Berlin statt Rom Kotau vor dem CDU-Präsidium

Eigentlich wollte Baden-Württembergs Ministerpräsident Günther Oettinger (CDU) an diesem Montag im Festtagsgewand nach Rom fahren. Aus Anlass des Papst-Geburtstags wollte der Stuttgarter Regierungschef im Vatikan Benedikt XVI gratulieren und das Radio-Sinfonieorchester des Südwestrundfunks aufspielen lassen. Doch wegen der anhaltenden Kritik an der Trauerrede für seinen Vorgänger Hans Filbinger (CDU) musste Oettinger hektisch umplanen: Im Büßergewand fuhr er gen Berlin zur CDU-Präsidiumssitzung - und machte noch vor dem Treffen einen für Politiker eher seltenen Kotau. Statt des Papstes wartete die CDU-Vorsitzende und Kanzlerin Angela Merkel auf den Ministerpräsidenten.

Nach Protesten aus allen Richtungen wegen Passagen aus seiner Trauerrede für Filbinger hatte sich Oettinger zur Entschuldigung durchgerungen. Auf die Frage, ob er daran festhalte, das sein am 1. April gestorbener Amtsvorgänger "ein Gegner des NS-Regimes" gewesen sei, trat Oettinger den Rückzug an: "Ich halte meine Formulierung nicht aufrecht." Ausdrücklich sagte er, dass er sich davon distanziere und nach Berlin gereist sei, um sein Bedauern auszudrücken. Merkel und CDU-Generalsekretär Ronald Pofalla mussten ihre Überzeugungskraft nachdrücklich einsetzen.

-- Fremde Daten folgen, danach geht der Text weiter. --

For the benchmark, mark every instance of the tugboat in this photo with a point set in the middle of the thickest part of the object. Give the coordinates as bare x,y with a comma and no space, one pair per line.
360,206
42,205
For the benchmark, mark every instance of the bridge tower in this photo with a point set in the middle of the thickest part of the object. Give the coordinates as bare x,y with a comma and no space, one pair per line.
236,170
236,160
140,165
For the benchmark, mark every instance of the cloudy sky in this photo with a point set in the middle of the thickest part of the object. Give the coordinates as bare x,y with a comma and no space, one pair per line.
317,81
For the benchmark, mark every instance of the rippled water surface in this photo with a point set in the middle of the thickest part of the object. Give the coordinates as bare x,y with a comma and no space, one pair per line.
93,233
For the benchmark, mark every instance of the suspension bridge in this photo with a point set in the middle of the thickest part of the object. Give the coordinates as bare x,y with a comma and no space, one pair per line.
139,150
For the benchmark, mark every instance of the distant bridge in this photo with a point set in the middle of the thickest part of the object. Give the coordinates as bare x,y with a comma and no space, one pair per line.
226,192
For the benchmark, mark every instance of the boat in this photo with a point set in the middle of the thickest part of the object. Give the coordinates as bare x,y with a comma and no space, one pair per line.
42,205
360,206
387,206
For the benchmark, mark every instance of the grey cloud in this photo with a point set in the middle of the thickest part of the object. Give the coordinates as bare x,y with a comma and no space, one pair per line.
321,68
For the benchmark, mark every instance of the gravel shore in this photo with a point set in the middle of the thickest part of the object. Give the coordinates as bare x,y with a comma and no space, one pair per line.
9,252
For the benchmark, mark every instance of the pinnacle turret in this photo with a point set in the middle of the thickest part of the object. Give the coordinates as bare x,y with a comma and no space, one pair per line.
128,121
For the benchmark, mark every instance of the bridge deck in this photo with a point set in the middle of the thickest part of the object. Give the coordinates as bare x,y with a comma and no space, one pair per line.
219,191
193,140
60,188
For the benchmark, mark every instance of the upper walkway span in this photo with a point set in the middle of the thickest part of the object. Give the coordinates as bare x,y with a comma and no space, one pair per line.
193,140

Mit dreitägiger Verzögerung hat der Ministerpräsident vollzogen, was Merkel ihm am vergangenen Freitag öffentlich nahe gelegt hatte. Die Parteivorsitzende hatte sich ungewöhnlich deutlich und mit aller Schärfe von Oettingers Aussagen distanziert. Sie hätte sich gewünscht - so ihre Worte - dass neben der Würdigung der großen Lebensleistung Filbingers auch die kritischen Fragen im Zusammenhang mit der Zeit des Nationalsozialismus zur Sprache gekommen wären.

In der Partei war das Unverständnis über Oettinger mit jedem Tag gewachsen. Im Berliner Adenauer-Haus und in vielen Landesverbänden hatten alte Weggefährten noch gut die Zeiten der Filbinger-Affäre in Erinnerung. Zwischen 1977 und Anfang 1978 wurde lange über die Rolle des damaligen Ministerpräsidenten bei der Verhängung und Vollstreckung von Todesurteilen während der NS-Zeit gestritten. So lange, bis Filbinger nicht mehr zu halten war - auch weil er sein Verhalten mit dem inzwischen berühmten Satz verteidigt hatte, wonach das, was damals Recht gewesen sei, heute nicht Unrecht sein könne.

Oettinger selbst räumte bei seinem überraschenden Statement ohne Umschweife ein, dass in den vergangenen Tagen, "viele Gespräche" geführt worden seien - "auch mit Frau Dr. Merkel". Vor der Sitzung gab es sogar Gerüchte, dass Merkel Oettinger zur Änderung seiner Rom-Pläne gedrängt habe, damit er in Berlin reinen Tisch machen könne. Oettinger, so der Tenor, wird die Sache durchstehen, auch wenn die Opposition weiter seinen Rücktritt fordern wird.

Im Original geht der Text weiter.